Payant son écot à la vague d'autocritique qui tourmentait à l'époque le catholicisme, Bomans n'épargna point une pratique religieuse où le formalisme s'associait à ses yeux trop souvent à une éthique aux étouffants interdits. Notons ici que deux des enfants Bomans entrèrent dans les ordres. Godfried lui-même se crut pendant quelque temps une vocation de moine. L'écrivain continua d'être fasciné - tout à tour attiré et repoussé -, par la vie monastique. Il consacra vers la fin de sa vie un livre, d'après certains son meilleur, à l'abbaye de Zundert où s'était retiré son frère. D'autres symptômes aussi indiquent qu'au rejet virulent du passé succéda, et même à propos du père, une attitude plus sereine de l'écrivain mûr qui ne sut oublier la rijke roomse leven de son enfance, n'abjura pas la foi catholique qu'il voulut réinterpréter toutefois au-delà du cloisonnement prudhommesque où l'avait confinée son éducation. L'auteur garda de même la nostalgie d'une harmonie de l'individu et de la société, dont il continua de projeter l'idéal dans les formes, qu'il ressentait cependant lui-même comme irrémédiablement surannées, de la vie monastique. L'homme qui critiqua la superficialité des contacts entre les membres de la famille nombreuse dans laquelle il avait grandi, se maria (il se fiança en 1941, l'année même où mourut son père), fut père d'un enfant (Eva, o1960). Le solitaire, qui jusqu'au bout se sentit incompris, fut un homme aux innombrables relations, hantant clubs et associations de toute sorte. Retenons enfin du passé familial ce trait capital qui
voulut que toute recherche de la vérité personnelle se fît chez Bomans au travers d'affabulations dont la teneur véridique ne sut pas toujours se départir clairement de mythes, souvent incriminatoires, la masquant autant qu'ils contribuaient à la définir.

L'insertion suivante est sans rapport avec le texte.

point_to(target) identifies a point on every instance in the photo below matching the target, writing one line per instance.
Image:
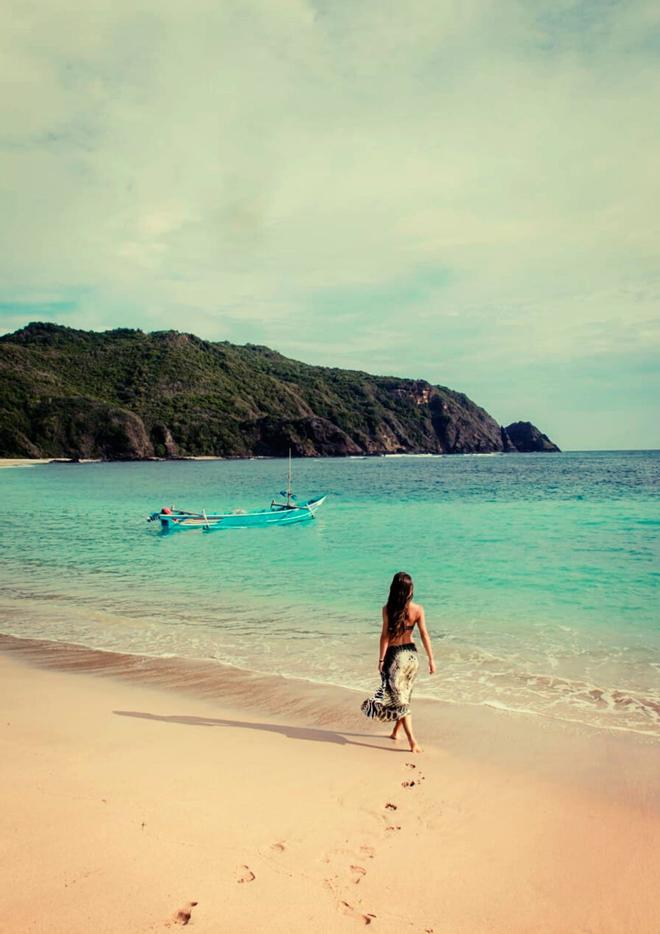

Si dire peut être faire, l'image que Godfried reçut de son père fut incontestablement celle d'un homme d'action parfaitement rompu aux rouages d'une machine sociale où abondaient les commissions, les représentations, les responsabilités symboliques et les grandes et/ou prudentes déclarations de principes. Les bons mots du grand homme défrayaient la presse locale, et son éloquence incisive lui valait, dans le contexte familial aussi bien que dans la grande société, un poids et une considération que l'élève, puis l'étudiant médiocre devait inévitablement penser ne pas lui être réservés. L'absolu paternel ne tarda guère cependant à se révéler porteur des prémisses de sa propre contestation. La fascination grandissante du jeune Bomans pour les lettres, de même que son aversion pour le droit qu'il alla étudier pendant quelques années à Amsterdam (1933-1939), avant de s'inscrire à Nimègue (1939-1942) pour un doctorat du reste jamais obtenu en philosophie, n'était qu'une transposition assez transparente par quoi le jeune homme allait affirmer un talent qui fut le contrepoids du menaçant prestige paternel. Au centre de cette parade se trouvaient les mots au dangereux pouvoir d'occultation et de démonstration. Ambivalence remarquable toutefois de cette émulation: en niant le père, le jeune homme n'allait tout d'abord pas tarder à découvrir sa propre solitude et l'obsession de mort qui constitue une référence majeure dans son oeuvre; mais en optant pour les mots, Godfried découvrit aussi leur vertu, à la fois fallacieuse et essentielle, dispensatrice de mythes, de vérité et d'intégration.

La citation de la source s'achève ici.